Non vediamo chi, in questa società piena di ingiustizie, possa garantire il corretto funzionamento del meccanismo concorrenziale, potenziando lo sviluppo economico e, nello stesso tempo, proteggendo i diritti di coloro che hanno una posizione più debole. Solo in questo modo si può coniugare il mercato con la libertà dell'individuo e con la giustizia sociale. Con ciò incardinando due principi fondamentali di qualsiasi politica sociale: la solidarietà, che di fronte all'interesse particolare esige la perequazione politico-sociale e la promozione del bene comune; la sussidiarietà, secondo la quale quanto la comunità può fare da sé non deve essere fatto dallo Stato o dall'entità sovrastante.
Possiamo condividere i sacrifici che il Governo chiede ai cittadini, ma alla condizione che siano equi e ben distribuiti. Non si può dare un qualsiasi consenso ad attacchi politici indegni che accusano intere categorie di formare «caste» e «corporazioni» che si avvarrebbero di privilegi nella realtà inesistenti.

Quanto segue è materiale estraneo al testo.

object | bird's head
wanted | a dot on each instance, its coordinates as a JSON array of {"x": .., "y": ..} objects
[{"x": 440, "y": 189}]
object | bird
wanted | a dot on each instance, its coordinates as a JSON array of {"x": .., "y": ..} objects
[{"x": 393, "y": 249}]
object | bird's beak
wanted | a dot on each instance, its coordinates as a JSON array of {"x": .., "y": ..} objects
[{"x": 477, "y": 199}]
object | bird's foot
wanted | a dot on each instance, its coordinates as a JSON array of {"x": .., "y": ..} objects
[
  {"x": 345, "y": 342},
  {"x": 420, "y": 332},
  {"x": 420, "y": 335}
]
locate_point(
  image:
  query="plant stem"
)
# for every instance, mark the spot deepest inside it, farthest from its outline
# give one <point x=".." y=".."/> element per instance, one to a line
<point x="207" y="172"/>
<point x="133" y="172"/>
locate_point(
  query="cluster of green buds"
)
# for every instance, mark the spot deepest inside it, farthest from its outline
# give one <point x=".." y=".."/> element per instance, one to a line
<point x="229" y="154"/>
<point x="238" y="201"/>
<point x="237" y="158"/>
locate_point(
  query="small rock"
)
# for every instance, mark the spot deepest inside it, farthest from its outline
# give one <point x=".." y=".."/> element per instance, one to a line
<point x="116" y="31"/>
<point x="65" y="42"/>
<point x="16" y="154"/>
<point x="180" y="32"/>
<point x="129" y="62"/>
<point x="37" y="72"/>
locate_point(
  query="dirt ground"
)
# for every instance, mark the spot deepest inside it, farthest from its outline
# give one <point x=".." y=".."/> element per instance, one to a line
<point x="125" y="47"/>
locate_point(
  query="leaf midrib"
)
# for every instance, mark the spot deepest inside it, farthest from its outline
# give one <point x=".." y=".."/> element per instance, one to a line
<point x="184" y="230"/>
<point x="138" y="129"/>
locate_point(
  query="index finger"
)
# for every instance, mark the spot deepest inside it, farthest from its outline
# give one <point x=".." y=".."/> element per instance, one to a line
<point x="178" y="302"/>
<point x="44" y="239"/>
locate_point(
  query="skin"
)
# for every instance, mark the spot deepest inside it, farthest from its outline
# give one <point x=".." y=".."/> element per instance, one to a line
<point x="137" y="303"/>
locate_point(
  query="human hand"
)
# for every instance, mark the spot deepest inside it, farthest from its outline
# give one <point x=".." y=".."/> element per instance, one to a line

Anche per Luigi Einaudi i valori morali costituiscono una premessa del liberismo. Anzitutto, non può esistere libertà dello spirito e del pensiero dove esiste una sola volontà, una sola ideologia. La libertà del pensare è connessa con una certa dose di liberismo economico. Secondo la concezione storica del liberismo economico, la libertà non è capace di vivere in una società economica nella quale esista una varia e ricca giuntura di vite umane, indipendenti le une dalle altre. Lo spirito libero crea un'economia a se medesimo consona.

 

Il pensiero del card. Ersilio Tonini

Nella dialettica di due concezioni che hanno molti punti in comune, possiamo concludere con le parole di un mirabile recente intervento del cardinale Ersilio Tonini, che ha oggi 98 anni: «Semplicemente, ma non astrattamente, ci si dovrebbe sempre chiedere: il profitto che si raggiunge a che cosa e a chi è finalizzato, che cosa e chi deve servire? È necessario allora ricostruire nuovi percorsi e nuovi tessuti, perché è andato in crisi un modo di concepire l'economia: il modello dell'individualismo sfrenato, della competizione esasperata, di una concezione che ritiene il mercato al servizio del singolo, del più potente, un mezzo per raggiungere i propri obiettivi senza riguardo per nessuno; un mondo più interessato alla finanza che all'economia». In questa prospettiva si evidenzia, anche, tutta la sua carica di attualità. Sotto questo profilo, infatti, ogni riflessione sull'agire dell'uomo non può essere esaurita da una sola visione. L’agire economico non può essere ridotto a mero oggetto di riflessione matematica o statistica. Nel rispondere ai propri bisogni, «facendo economia» la persona non solo produce beni e servizi ma esprime sempre un desiderio di progettualità, e questo è un dono che va condiviso nell'interesse del nuovo modo di vivere insieme di cui necessita l'umanità.